Doença de Caroli Localizada: Conduta Cirúrgica e Diagnóstico

Santa Casa de Belo Horizonte (MG) — Prova 2026

Enunciado

Um homem leucodérmico, de 26 anos, procurou atendimento médico por perceber a sua esclera ocular tornar-se amarelada, sem outras queixas. Ao exame físico, confirmou-se a icterícia e sua bilirrubina direta estava em 9 mg/dl, enquanto a indireta era de1,2 mg/dl. Em exames de imagem consecutivos, a ressonância magnética confirmou a doença de Carol, restrita ao segmento VI do fígado, com seu ducto biliar obstruído e sem outras anormalidades hepáticas. Qual é a conduta MAIS adequada nesse paciente?

Alternativas

  1. A) Derivação ducto VI jejunal.
  2. B) Hepatectomia direita.
  3. C) Exérese do segmento VI.
  4. D) Colocação de prótese no ducto do segmento VI.

Pérola Clínica

Doença de Caroli localizada → Ressecção cirúrgica (segmentectomia) é o tratamento definitivo.

Resumo-Chave

A Doença de Caroli é uma dilatação congênita dos ductos biliares intra-hepáticos.
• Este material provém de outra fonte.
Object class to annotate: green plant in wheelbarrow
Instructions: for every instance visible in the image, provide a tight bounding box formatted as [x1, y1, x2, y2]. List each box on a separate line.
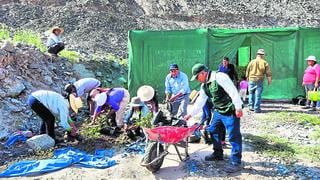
[141, 111, 198, 172]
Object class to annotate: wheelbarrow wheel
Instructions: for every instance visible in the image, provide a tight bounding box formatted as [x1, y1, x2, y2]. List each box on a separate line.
[144, 142, 164, 172]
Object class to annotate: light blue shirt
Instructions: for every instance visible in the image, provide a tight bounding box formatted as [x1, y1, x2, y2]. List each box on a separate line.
[165, 71, 190, 95]
[31, 90, 71, 130]
[73, 78, 101, 97]
[123, 103, 150, 124]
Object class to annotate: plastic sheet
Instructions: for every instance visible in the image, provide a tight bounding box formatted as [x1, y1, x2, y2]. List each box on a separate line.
[0, 148, 116, 177]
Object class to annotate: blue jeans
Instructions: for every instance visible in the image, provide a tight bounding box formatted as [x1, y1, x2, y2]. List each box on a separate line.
[248, 80, 263, 111]
[171, 94, 190, 118]
[304, 83, 318, 107]
[207, 111, 242, 164]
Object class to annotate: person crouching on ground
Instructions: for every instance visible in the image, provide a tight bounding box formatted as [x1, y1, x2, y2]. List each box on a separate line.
[90, 88, 130, 128]
[28, 90, 78, 143]
[124, 97, 150, 140]
[137, 85, 159, 114]
[47, 26, 64, 56]
[64, 78, 101, 115]
[184, 64, 243, 173]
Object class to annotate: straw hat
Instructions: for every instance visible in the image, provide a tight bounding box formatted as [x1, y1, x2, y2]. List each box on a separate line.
[93, 92, 108, 106]
[306, 56, 317, 62]
[69, 94, 82, 113]
[50, 26, 64, 33]
[137, 85, 155, 101]
[130, 97, 143, 107]
[257, 48, 264, 55]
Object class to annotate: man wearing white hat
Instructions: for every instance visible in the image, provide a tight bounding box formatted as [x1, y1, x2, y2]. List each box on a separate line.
[137, 85, 159, 114]
[47, 26, 64, 56]
[90, 88, 130, 128]
[246, 49, 272, 113]
[165, 64, 190, 118]
[64, 78, 101, 115]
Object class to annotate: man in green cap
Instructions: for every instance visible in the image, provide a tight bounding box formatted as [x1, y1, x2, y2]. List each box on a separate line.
[184, 64, 242, 173]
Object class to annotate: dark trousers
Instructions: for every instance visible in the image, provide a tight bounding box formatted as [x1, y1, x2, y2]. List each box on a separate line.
[28, 96, 55, 139]
[207, 111, 242, 164]
[202, 103, 226, 141]
[217, 122, 226, 141]
[48, 43, 64, 55]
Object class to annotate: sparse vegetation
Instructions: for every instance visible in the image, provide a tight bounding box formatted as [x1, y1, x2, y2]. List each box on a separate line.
[245, 134, 320, 161]
[0, 24, 10, 40]
[258, 112, 320, 126]
[60, 49, 80, 62]
[310, 127, 320, 140]
[12, 30, 47, 52]
[136, 112, 153, 128]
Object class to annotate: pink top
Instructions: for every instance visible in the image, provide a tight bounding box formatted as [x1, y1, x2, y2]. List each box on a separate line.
[303, 64, 320, 84]
[240, 80, 248, 89]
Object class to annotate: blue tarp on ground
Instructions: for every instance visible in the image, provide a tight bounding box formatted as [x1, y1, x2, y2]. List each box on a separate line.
[0, 147, 116, 177]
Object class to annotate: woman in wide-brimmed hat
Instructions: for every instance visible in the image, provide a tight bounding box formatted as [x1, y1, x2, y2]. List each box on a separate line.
[90, 88, 130, 128]
[47, 26, 64, 56]
[137, 85, 159, 114]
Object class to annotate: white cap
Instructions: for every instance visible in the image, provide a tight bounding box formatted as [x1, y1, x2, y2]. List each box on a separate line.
[94, 92, 108, 106]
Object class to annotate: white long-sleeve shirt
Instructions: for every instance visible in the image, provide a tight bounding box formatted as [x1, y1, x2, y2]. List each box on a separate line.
[73, 78, 101, 97]
[189, 71, 243, 116]
[31, 90, 71, 130]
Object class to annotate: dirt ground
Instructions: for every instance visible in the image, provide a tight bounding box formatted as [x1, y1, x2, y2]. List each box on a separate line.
[0, 103, 320, 179]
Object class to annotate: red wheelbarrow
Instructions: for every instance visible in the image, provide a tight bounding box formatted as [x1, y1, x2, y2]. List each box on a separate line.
[141, 124, 200, 172]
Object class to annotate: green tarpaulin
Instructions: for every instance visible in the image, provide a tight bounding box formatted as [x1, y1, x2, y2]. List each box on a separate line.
[128, 28, 320, 99]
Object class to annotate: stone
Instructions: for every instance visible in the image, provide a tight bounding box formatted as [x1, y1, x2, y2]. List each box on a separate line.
[96, 71, 102, 77]
[1, 41, 15, 53]
[27, 134, 55, 150]
[44, 76, 53, 85]
[72, 64, 95, 79]
[7, 81, 26, 97]
[111, 62, 120, 69]
[0, 68, 8, 80]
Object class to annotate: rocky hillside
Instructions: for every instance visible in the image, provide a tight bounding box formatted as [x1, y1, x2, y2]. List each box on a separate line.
[0, 0, 320, 138]
[0, 41, 127, 139]
[0, 0, 320, 57]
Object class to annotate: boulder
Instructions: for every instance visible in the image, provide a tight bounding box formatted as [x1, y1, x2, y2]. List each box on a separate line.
[7, 81, 26, 97]
[72, 64, 95, 79]
[27, 134, 55, 150]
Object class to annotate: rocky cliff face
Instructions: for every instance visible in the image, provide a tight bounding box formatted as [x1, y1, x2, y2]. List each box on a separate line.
[0, 0, 320, 57]
[0, 41, 127, 139]
[0, 0, 320, 138]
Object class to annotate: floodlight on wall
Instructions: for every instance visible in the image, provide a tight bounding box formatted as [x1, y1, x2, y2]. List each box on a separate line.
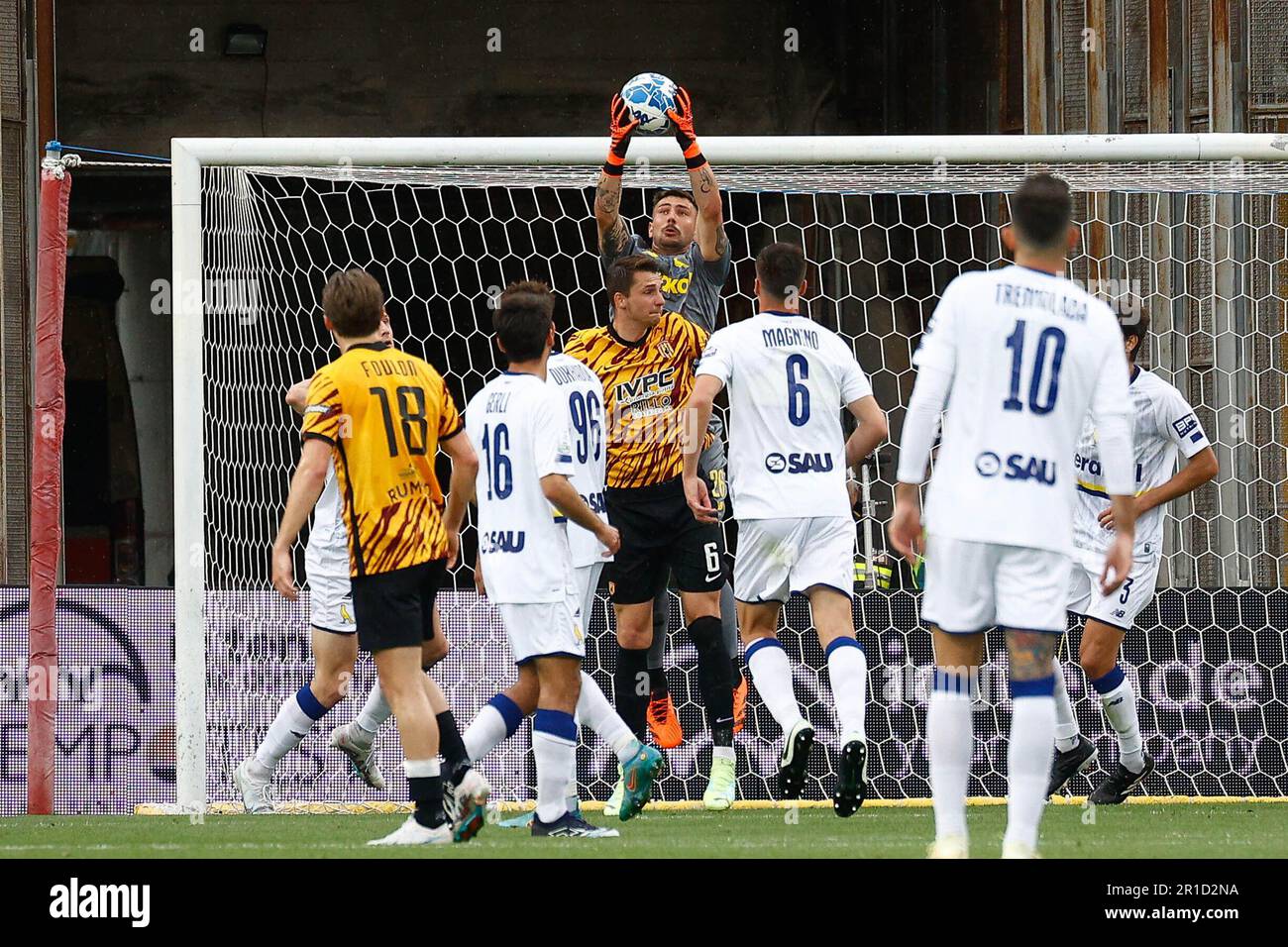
[224, 23, 268, 55]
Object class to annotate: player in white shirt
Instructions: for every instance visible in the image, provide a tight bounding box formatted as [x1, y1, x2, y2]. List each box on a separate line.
[546, 353, 613, 626]
[890, 174, 1136, 858]
[465, 282, 662, 837]
[1047, 314, 1218, 805]
[684, 244, 889, 817]
[233, 313, 477, 821]
[465, 352, 625, 828]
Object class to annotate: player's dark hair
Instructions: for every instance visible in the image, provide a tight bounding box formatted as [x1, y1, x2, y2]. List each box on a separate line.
[604, 254, 665, 301]
[756, 244, 805, 299]
[1118, 308, 1149, 362]
[492, 279, 555, 362]
[322, 266, 385, 339]
[649, 187, 698, 213]
[1012, 174, 1073, 250]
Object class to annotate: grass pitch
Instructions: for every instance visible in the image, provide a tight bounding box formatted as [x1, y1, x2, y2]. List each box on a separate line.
[0, 802, 1288, 858]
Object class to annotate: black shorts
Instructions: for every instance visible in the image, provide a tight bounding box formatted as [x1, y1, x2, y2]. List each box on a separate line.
[353, 559, 447, 652]
[605, 476, 725, 602]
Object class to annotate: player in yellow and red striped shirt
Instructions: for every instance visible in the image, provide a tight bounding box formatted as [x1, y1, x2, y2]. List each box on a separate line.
[564, 254, 735, 809]
[273, 269, 489, 845]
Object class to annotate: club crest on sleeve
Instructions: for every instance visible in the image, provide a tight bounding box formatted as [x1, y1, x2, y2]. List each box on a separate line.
[1172, 411, 1203, 442]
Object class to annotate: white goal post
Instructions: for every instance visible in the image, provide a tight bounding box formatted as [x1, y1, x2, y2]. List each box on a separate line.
[171, 134, 1288, 813]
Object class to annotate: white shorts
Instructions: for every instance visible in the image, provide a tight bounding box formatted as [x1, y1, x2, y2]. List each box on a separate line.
[921, 536, 1072, 634]
[1068, 549, 1159, 631]
[733, 517, 854, 601]
[497, 583, 587, 665]
[572, 559, 608, 630]
[309, 573, 358, 635]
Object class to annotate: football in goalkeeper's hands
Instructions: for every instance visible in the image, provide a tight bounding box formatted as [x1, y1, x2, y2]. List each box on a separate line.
[622, 72, 675, 136]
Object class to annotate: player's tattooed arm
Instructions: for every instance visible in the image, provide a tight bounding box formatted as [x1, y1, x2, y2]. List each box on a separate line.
[845, 394, 890, 469]
[286, 378, 313, 415]
[690, 163, 729, 263]
[595, 172, 631, 257]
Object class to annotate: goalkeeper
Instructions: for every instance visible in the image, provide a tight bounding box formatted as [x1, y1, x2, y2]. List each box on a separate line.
[595, 82, 747, 763]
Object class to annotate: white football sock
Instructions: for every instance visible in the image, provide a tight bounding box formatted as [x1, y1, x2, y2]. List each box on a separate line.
[461, 703, 506, 763]
[1051, 657, 1078, 753]
[747, 638, 804, 733]
[564, 715, 582, 811]
[926, 690, 975, 839]
[349, 681, 393, 746]
[532, 710, 577, 823]
[570, 672, 639, 763]
[1002, 695, 1055, 848]
[827, 638, 868, 743]
[255, 693, 317, 773]
[1100, 677, 1145, 773]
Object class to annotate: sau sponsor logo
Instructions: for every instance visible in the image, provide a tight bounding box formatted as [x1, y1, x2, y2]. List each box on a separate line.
[1172, 411, 1203, 443]
[975, 451, 1055, 487]
[765, 454, 832, 473]
[480, 530, 527, 553]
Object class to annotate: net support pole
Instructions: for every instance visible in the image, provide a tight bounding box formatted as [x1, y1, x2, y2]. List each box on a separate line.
[170, 139, 206, 813]
[27, 142, 72, 815]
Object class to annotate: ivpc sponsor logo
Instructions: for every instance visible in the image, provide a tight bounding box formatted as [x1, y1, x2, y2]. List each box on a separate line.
[49, 878, 152, 927]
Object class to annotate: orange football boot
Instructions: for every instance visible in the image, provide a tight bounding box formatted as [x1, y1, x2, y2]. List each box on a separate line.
[648, 693, 684, 750]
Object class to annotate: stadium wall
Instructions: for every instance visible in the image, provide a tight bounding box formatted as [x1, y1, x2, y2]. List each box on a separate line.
[0, 586, 1288, 815]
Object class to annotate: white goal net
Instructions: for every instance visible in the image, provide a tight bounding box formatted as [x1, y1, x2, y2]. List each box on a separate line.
[175, 137, 1288, 802]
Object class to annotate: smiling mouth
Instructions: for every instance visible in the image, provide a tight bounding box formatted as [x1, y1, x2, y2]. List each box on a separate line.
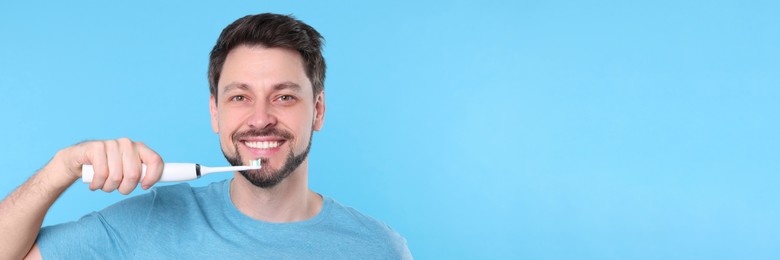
[244, 141, 284, 149]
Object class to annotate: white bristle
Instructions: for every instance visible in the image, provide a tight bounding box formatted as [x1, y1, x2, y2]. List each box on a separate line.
[249, 159, 261, 166]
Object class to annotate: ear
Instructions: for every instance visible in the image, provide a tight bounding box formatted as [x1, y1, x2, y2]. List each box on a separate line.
[209, 95, 219, 134]
[312, 90, 325, 131]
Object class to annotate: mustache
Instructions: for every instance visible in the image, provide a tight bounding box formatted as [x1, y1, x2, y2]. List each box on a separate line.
[233, 128, 294, 141]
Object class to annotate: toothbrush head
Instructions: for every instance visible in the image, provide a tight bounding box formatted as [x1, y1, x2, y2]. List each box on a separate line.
[249, 159, 262, 169]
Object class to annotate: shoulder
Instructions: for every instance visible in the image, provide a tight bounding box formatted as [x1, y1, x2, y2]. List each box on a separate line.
[323, 196, 409, 258]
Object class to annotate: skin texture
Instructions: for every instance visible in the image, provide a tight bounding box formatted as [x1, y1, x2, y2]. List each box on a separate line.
[210, 46, 325, 222]
[0, 46, 325, 259]
[0, 138, 163, 259]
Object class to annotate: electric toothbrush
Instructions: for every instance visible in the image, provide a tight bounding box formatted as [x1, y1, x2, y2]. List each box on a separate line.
[81, 160, 262, 183]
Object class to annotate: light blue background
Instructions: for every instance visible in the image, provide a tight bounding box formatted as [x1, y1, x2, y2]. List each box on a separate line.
[0, 0, 780, 259]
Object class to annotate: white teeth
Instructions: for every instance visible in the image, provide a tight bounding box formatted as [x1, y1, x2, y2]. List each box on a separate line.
[244, 141, 282, 149]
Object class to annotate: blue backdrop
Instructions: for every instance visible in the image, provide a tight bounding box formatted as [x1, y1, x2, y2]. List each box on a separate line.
[0, 0, 780, 259]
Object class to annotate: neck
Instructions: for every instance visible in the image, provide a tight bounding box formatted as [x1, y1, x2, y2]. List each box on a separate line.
[230, 161, 322, 223]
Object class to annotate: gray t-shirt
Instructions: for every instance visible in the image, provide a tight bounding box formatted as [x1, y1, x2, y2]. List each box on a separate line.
[37, 180, 412, 259]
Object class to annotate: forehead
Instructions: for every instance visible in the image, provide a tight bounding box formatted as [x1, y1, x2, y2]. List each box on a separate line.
[217, 45, 312, 93]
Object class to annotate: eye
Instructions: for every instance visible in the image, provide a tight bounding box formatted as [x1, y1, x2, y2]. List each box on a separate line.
[230, 95, 246, 102]
[276, 95, 295, 103]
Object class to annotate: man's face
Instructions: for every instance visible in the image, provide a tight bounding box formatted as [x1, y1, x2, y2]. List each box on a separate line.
[210, 45, 325, 188]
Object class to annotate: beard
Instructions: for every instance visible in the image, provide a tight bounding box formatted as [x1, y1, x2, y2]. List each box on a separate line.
[222, 128, 314, 189]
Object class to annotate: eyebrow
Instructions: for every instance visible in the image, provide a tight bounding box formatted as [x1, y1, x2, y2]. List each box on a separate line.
[273, 81, 301, 92]
[222, 82, 249, 94]
[222, 81, 301, 94]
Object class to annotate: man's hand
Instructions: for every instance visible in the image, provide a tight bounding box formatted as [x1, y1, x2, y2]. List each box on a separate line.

Quando localizada em um segmento ou lobo, a ressecção cirúrgica previne complicações como litíase, colangite e malignização.

Contexto Educacional

A Doença de Caroli faz parte do espectro das malformações da placa ductal. O diagnóstico é frequentemente sugerido por ultrassonografia e confirmado por colangiorressonância (MRCP), que demonstra a comunicação das dilatações com a árvore biliar (sinal do ponto central). O manejo depende estritamente da extensão da doença, sendo a cirurgia ressectiva a padrão-ouro para apresentações unilaterais ou segmentares.

Perguntas Frequentes

O que caracteriza a Doença de Caroli?

A Doença de Caroli (Tipo V da classificação de Todani) é uma condição rara e congênita caracterizada por dilatações saculares ou fusiformes dos ductos biliares intra-hepáticos. Diferencia-se da Síndrome de Caroli, que associa essas dilatações à fibrose hepática congênita. Clinicamente, predispõe à estase biliar, formação de cálculos intra-hepáticos, episódios recorrentes de colangite bacteriana e abscesso hepático, além de um risco significativamente aumentado de colangiocarcinoma.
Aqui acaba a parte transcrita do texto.